Creep induced substructures in titanium aluminide

Many investigations have examined the creep properties of titanium aluminides. Attempts to classify observed behaviors with existing models for high temperature deformation have been met with limited success. Several researchers have shown that an understanding of substructural evolution in the early stages of the creep curve may offer insight into the mechanisms, which control the rate of deformation. Creep deformation has been shown to include twinning, recrystallization, grain boundary sliding, ordinary and super dislocation activity, and faulting depending on the microstructure of the alloy and testing conditions. However, the environments that these alloys are likely to be exposed to are not similar to the test conditions in the literature. Furthermore the emphasis of much of the research into this group of alloys has been on the effects of microstructure particularly, the volume fraction of lamellar phase and ternary elemental additions. With all of these studies little information is available on the deformation behavior of the gamma phase. The alloys in these studies are mostly composed of the gamma phase and yet its creep behavior is not well understood. For this reason single phase binary gamma titanium aluminides were investigated in this study.; To understand the effects of aluminum, interstitial oxygen content, and stress on creep, five alloys of varying Al concentrations and interstitial oxygen contents were deformed at temperatures ranging from 700–800°C and at stresses of 150, 200, and 250MPa. Full creep curves were developed under these conditions and phenomenological parameters for creep were calculated from these data.

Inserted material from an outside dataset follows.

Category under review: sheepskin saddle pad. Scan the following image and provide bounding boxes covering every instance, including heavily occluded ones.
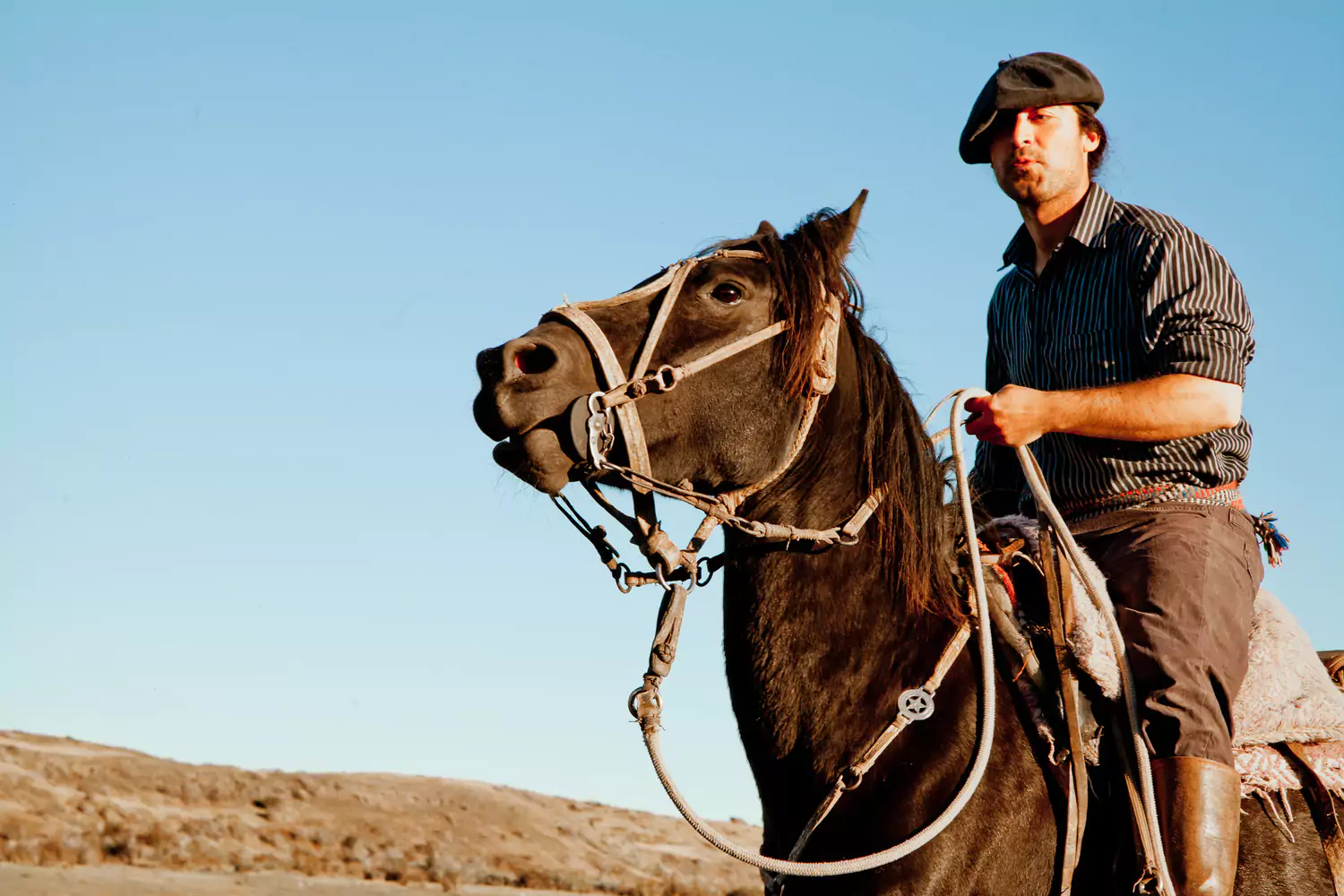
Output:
[986,516,1344,794]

Additional tests were interrupted during primary and secondary creep at 760°C. Specimens from the interrupted tests as well as from the as-processed materials were examined optically and by TEM. Creep data and the microscopy were analyzed in concert to determine rate-controlling mechanisms for creep. Evolution of the substructure with strain and as a function of interstitial oxygen content and stress will be discussed. Finally, mechanisms for the formation of deformation twins and accommodation reactions for the stresses associated with twins terminating within the TiAl matrix will be presented.